Die deutsche Bourgeoisie sitzt heute „sprichwörtlich zwischen großen Stühlen“ (Siemens-Chef Joe Kaeser). Angesichts der von den USA forcierten dramatischen Zuspitzung wird sie sich bei realistischer Einschätzung der Kräfteverhältnisse und in der Hoffnung, so wenigstens einen Teil der Beute zu retten, wohl oder übel, früher oder später, für einen der beiden um die Weltherrschaft kämpfenden Pole entscheiden (müssen). Nach den gegenwärtigen Interessen des überwiegenden Teils des deutschen Großkapitals liefe das wohl, – allerdings unter erheblichem Widerstand von Konzernen mit gegenläufigen Interessen -, auf den Verbleib in der Nato als Unterführer des Hauptkriegsbrandstifters USA hinaus. Aber auch ein Frontwechsel ist denkbar, Gerhard Schröder und Teile der AFD stünden dafür politisch schon bereit. Die deutsche Bourgeoisie ist allerdings – schaut man in die Geschichte – nicht gerade für eine realistische Einschätzung der Kräfteverhältnisse bekannt.
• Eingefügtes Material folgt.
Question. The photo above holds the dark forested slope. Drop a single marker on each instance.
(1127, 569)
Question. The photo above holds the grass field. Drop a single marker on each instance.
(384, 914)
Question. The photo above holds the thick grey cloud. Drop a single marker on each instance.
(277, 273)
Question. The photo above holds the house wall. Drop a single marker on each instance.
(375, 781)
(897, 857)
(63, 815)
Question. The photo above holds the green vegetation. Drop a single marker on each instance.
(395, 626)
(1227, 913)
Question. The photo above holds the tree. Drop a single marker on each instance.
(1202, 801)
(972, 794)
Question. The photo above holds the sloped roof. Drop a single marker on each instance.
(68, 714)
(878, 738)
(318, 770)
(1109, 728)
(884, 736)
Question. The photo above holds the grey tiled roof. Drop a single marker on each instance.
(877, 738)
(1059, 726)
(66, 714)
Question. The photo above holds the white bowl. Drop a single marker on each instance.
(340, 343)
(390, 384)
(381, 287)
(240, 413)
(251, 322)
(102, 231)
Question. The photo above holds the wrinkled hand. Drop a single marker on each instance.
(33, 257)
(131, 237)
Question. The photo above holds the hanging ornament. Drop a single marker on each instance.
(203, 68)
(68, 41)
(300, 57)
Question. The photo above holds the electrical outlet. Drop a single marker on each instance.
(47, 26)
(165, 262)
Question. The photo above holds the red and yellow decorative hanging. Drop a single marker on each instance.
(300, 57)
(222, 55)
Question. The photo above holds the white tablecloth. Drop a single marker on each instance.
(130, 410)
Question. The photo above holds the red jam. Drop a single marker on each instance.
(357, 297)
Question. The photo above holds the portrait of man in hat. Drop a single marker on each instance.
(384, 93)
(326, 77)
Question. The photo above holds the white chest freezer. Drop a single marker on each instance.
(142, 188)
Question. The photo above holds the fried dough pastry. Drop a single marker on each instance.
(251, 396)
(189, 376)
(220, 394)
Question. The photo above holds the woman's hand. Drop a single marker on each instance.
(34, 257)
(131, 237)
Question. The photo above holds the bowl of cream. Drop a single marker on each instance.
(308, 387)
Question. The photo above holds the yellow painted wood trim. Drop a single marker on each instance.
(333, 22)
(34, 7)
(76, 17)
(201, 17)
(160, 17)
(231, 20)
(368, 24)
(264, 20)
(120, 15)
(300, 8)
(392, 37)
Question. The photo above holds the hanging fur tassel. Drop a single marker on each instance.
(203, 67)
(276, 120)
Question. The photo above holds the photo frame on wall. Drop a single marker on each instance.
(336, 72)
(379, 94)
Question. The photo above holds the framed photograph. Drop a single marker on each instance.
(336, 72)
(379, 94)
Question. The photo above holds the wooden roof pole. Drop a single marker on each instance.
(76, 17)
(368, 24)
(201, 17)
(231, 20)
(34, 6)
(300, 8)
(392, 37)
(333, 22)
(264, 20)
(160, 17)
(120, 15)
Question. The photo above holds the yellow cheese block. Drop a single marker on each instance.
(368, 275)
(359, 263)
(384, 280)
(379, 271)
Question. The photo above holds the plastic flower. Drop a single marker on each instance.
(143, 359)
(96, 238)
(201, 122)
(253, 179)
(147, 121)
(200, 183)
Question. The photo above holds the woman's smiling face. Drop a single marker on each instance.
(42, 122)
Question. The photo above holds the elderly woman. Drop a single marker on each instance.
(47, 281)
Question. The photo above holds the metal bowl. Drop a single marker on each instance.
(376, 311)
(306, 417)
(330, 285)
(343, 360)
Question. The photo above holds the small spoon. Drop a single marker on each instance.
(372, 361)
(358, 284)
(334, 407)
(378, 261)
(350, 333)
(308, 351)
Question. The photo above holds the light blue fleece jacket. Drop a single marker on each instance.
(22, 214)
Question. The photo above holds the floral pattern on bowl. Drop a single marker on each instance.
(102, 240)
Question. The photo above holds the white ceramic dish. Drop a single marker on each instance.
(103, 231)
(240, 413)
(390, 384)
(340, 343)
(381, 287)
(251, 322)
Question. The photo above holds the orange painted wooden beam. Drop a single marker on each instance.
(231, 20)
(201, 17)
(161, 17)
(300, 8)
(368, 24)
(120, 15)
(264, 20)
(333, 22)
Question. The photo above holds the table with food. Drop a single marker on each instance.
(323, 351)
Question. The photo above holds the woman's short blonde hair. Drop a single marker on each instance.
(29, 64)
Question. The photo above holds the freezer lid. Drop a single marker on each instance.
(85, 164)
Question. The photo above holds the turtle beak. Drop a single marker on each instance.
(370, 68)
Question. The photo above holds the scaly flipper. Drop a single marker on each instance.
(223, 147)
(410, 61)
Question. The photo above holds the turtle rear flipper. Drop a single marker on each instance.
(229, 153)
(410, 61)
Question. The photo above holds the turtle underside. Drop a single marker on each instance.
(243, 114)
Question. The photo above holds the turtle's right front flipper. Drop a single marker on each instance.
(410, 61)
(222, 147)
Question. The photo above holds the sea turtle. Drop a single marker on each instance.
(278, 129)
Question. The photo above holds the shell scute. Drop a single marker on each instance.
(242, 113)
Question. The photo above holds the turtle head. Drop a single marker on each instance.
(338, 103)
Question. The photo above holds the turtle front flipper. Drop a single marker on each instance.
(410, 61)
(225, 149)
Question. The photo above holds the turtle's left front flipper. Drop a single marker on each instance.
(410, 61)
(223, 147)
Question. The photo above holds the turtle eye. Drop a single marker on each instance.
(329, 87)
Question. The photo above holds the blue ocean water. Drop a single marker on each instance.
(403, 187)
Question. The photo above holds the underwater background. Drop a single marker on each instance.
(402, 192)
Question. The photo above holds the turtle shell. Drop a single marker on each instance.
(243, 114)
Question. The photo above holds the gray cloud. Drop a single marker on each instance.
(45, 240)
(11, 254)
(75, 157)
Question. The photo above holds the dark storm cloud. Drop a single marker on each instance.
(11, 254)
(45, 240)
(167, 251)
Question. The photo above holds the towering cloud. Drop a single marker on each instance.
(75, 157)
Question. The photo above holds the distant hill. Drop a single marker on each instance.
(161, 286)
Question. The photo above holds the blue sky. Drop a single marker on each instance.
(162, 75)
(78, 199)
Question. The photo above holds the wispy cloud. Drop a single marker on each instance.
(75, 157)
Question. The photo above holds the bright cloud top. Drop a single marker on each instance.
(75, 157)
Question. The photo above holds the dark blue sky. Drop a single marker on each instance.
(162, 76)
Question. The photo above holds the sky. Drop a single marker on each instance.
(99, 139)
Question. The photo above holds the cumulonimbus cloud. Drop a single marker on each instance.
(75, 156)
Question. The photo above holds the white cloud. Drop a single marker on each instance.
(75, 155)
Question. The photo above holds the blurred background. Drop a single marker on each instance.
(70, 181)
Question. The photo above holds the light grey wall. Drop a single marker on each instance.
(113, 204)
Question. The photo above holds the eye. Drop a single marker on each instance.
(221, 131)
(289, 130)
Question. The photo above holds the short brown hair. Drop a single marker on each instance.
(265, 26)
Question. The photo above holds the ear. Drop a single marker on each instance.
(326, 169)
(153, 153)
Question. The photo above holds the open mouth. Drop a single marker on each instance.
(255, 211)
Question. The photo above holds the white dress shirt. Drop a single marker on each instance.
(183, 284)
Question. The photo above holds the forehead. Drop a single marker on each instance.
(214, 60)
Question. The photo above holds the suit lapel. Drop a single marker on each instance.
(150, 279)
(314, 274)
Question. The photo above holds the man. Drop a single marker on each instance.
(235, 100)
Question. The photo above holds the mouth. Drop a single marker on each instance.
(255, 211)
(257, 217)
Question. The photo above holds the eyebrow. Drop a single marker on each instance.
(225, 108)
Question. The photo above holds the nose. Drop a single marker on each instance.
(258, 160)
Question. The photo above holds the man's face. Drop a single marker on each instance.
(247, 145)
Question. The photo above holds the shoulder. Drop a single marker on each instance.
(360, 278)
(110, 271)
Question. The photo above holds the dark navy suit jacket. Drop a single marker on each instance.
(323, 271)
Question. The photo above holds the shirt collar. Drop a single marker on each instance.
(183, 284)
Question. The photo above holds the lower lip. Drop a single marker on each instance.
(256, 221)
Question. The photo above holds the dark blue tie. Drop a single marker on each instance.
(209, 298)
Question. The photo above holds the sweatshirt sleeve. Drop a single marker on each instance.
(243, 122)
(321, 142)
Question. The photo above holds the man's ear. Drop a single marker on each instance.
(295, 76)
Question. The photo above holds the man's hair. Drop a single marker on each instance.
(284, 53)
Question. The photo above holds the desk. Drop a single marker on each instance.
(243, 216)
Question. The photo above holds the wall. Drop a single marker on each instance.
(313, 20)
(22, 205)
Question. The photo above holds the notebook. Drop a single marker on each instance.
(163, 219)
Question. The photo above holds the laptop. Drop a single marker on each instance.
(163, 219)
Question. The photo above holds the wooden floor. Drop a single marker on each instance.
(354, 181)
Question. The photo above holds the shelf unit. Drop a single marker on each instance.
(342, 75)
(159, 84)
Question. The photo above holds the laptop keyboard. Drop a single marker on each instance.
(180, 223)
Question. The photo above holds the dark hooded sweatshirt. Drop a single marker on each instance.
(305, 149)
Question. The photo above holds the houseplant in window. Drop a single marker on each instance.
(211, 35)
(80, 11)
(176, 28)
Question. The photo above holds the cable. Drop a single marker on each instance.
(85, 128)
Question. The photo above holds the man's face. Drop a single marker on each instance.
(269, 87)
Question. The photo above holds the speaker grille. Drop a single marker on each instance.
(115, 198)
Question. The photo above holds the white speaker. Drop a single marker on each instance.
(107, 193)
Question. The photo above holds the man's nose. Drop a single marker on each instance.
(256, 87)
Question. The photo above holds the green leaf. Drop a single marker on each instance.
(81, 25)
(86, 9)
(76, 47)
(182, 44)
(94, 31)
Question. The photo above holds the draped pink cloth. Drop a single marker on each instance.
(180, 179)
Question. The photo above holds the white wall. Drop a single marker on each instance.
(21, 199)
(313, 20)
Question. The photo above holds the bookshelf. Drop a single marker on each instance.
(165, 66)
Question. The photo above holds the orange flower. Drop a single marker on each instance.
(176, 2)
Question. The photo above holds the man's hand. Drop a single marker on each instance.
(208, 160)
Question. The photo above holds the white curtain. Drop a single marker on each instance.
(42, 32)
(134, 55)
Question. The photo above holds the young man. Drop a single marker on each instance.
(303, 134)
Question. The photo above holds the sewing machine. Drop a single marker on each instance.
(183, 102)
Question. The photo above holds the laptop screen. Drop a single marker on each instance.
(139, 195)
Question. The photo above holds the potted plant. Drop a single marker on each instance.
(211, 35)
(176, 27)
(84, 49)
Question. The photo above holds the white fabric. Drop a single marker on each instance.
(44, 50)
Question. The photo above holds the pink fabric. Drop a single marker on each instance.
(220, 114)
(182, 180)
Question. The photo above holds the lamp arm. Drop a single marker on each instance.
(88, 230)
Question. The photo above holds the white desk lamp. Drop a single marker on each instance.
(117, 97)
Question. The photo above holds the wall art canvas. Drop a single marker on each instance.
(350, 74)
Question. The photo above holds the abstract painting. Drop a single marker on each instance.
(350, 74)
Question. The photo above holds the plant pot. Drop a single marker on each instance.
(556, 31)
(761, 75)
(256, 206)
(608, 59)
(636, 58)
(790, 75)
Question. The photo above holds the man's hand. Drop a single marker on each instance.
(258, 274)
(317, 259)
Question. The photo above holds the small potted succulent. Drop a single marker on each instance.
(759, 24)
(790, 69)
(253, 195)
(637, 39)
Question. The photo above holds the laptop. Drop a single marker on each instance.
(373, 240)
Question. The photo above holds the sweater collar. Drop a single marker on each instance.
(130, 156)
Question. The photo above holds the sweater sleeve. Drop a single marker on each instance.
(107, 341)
Deshalb kann auch ein isolierter abenteuerlicher Sonderweg des deutschen Imperialismus nicht völlig ausgeschlossen werden.

So oder so, – die weltweite Jagd nach Profit und die Großmachtträume des deutschen Kapitals führen unser Land in ein wirtschaftliches Desaster und machen es zum Mittäter und Opfer eines drohenden Weltbrandes.

Für die deutsche Arbeiterklasse und für alle Menschen, die den Frieden wollen, wird es höchste Zeit die Notbremse zu ziehen. Notwendig ist endlich eine Politik, die unser Land aus der drohenden Kriegsgefahr heraus und nicht noch tiefer in sie hinein führt.

Das heißt zunächst…

Raus aus dem Kriegsbündnis mit den USA! Also: Austritt aus der NATO; Abzug der US Truppen und der Atomwaffen; Schließen der US Zentrale für den weltweiten Drohneneinsatz in Ramstein; keine Stationierung neuer US Mittelstreckenraketen; keine Überflugrechte; Beendigung aller von den USA und der EU verhängten Sanktionen.

Das heißt weiter…

Keinen Frontwechsel! Also: Strikte Neutralität; Abschluss von Nichtangriffsverträgen mit allen Nachbarstaaten, auch mit Russland und den beiden Großmächten; strikte Beachtung des Völkerrechtes und des Prinzips der Nichteinmischung in die inneren Angelegenheiten anderer Länder.

Das heißt außerdem…

Aufgabe aller Bestrebungen, selbst zur Großmacht zu werden! Also: Keine Militarisierung der EU. Beendigung aller Auslandeinsätze der Bundeswehr; Beschränkung des Militärs auf Selbstvertei-digung nach dem Vorbild der Schweiz; Konversion der Rüstungsproduktion und Verbot des Exports von Waffen; Schluss mit dem Werben fürs Sterben an Schulen und Universitäten.

Das heißt nicht zuletzt…

Unterstützung aller Abrüstungsinitiativen und der Ächtung von Atomwaffen; Unterstützung der Arbeiter- und Antikriegsbewegung in allen Ländern; Internationale Solidarität mit den Völkern, die sich gegen imperialistische Ausplünderung und Bedrohung zur Wehr setzen.

Eine solche, an den Interessen der überwältigenden Mehrheit dieses Landes orientierte Friedenspolitik kann die Bourgeoisie nicht. Dem stehen ihre niederen, auf Profitmaximierung und weltweite Expansion gerichteten Klasseninteressen entgegen, die sie nur durch verschärfte Ausbeutung und Repression im Inneren und nur im Kampf zu Lasten der Konkurrenz nach Außen durchsetzen kann. Die Bildung einer Arbeiterregierung in einem sozialistischen Deutschland wäre deshalb das Beste, was unser Land für den Weltfrieden tun könnte.

Bis dahin müssen wir der deutschen Bourgeoisie jeden der notwendigen Schritte in Richtung Frieden und zur Verteidigung unserer Lebensinteressen abringen. Wir dürfen nicht länger wie die Kaninchen auf die Schlange starren. Nehmen wir unser Schicksal in die eigenen Hände! Schaffen wir eine breite Antikriegsbewegung.